Ella es solitaria. Exiliada. Extranjera. Apareció de la nada en la soledad de las aguas del río. Viniendo de ningún lugar. Sus pies parecen haber recorrido todo el universo polo a polo. Parece que nació allí, gemela de las aguas, de las hierbas, del maíz y de los árboles de los manglares. La vegetación parió un ser.
Rabia y asombro en el mismo sentimiento. Bienaventurados
los ojos ciegos, que jamás verán el color del terror inspirado por esta mujer desnuda. Algunas mujeres protegen los ojos de la inmoralidad. De la infamia. Miran hacia el suelo. Las profanas sueltan maldiciones en gruesas palabrotas. Las puritanas se santiguan y colocan la palma de la mano sobre el rostro como un abanico. Hacen de cuenta que no ven lo que logran ver por los intersticios de los dedos.
—¿De dónde viniste tú?
Las mujeres preparan el sermón del momento, hecho de moral y amenazas. Ella escucha. Supera las amenazas con una sonrisa.
—¿Quién eres tú? —insistían las mujeres furiosas.
A las personas les gustan mucho las identidades.

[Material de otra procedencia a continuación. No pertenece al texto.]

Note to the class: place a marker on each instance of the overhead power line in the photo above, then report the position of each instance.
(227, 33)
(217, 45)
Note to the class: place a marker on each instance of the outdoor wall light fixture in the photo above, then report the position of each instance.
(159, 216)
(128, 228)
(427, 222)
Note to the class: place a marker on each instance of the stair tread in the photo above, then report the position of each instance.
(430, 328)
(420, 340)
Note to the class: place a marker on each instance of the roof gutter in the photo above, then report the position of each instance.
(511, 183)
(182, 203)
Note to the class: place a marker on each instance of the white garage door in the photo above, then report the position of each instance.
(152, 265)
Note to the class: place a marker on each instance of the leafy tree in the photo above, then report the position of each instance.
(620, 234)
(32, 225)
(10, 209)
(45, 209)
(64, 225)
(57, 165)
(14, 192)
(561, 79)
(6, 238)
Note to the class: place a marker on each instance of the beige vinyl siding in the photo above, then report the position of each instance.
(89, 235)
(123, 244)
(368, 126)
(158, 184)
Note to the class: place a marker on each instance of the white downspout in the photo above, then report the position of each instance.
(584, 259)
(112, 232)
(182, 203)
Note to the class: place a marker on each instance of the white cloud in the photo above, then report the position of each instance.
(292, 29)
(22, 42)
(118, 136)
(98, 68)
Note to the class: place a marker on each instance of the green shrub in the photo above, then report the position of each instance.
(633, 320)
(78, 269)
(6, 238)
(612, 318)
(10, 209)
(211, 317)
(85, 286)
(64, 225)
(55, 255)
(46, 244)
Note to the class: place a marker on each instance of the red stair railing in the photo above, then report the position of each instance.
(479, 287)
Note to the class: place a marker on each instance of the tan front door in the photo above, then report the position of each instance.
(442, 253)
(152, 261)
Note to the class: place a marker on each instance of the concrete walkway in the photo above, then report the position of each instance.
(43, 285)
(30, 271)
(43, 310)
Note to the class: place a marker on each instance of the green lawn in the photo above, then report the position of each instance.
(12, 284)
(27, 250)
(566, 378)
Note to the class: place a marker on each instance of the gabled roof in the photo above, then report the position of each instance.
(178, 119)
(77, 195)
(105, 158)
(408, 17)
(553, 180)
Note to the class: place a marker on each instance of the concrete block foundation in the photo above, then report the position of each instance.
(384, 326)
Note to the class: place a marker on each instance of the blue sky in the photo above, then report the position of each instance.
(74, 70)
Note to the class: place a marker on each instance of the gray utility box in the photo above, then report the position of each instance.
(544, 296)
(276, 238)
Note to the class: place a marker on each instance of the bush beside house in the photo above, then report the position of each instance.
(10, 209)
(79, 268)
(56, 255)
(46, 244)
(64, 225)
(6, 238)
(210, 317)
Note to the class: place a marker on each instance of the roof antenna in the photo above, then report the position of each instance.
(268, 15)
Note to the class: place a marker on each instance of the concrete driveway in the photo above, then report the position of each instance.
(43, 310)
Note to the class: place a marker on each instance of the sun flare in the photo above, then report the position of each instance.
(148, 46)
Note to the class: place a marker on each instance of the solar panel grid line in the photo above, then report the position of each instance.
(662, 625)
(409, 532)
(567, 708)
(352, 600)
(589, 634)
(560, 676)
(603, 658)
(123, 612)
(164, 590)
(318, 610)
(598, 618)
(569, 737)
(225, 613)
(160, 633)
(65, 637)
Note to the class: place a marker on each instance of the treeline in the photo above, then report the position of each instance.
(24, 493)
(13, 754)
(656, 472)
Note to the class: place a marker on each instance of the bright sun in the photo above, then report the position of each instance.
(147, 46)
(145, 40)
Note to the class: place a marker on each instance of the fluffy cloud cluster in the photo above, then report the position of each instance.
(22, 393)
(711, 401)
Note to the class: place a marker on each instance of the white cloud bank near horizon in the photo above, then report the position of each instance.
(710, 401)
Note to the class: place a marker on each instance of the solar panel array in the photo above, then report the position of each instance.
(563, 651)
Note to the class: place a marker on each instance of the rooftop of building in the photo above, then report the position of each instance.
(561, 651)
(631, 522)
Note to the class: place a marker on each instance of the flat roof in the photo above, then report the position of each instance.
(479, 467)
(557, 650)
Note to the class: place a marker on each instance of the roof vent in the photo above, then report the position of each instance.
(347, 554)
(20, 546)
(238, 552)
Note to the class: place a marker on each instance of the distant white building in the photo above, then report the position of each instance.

Llegan a exigir un certificado de nacimiento para una persona presente. ¿Habrá mejor testimonio que la presencia para confirmar que nací?
—¿Por qué estás desnuda?
La mujer desnuda está demasiado cansada para responder. Demasiado sorda para oír. Se desespera. ¿Cuántas fuerzas una mujer debe tener para cargar la tortura, la ansiedad y la esperanza?, ¿cuántas palabras tendrá la oración de la eterna clemencia a un dios desconocido, cuya respuesta no vendrá jamás?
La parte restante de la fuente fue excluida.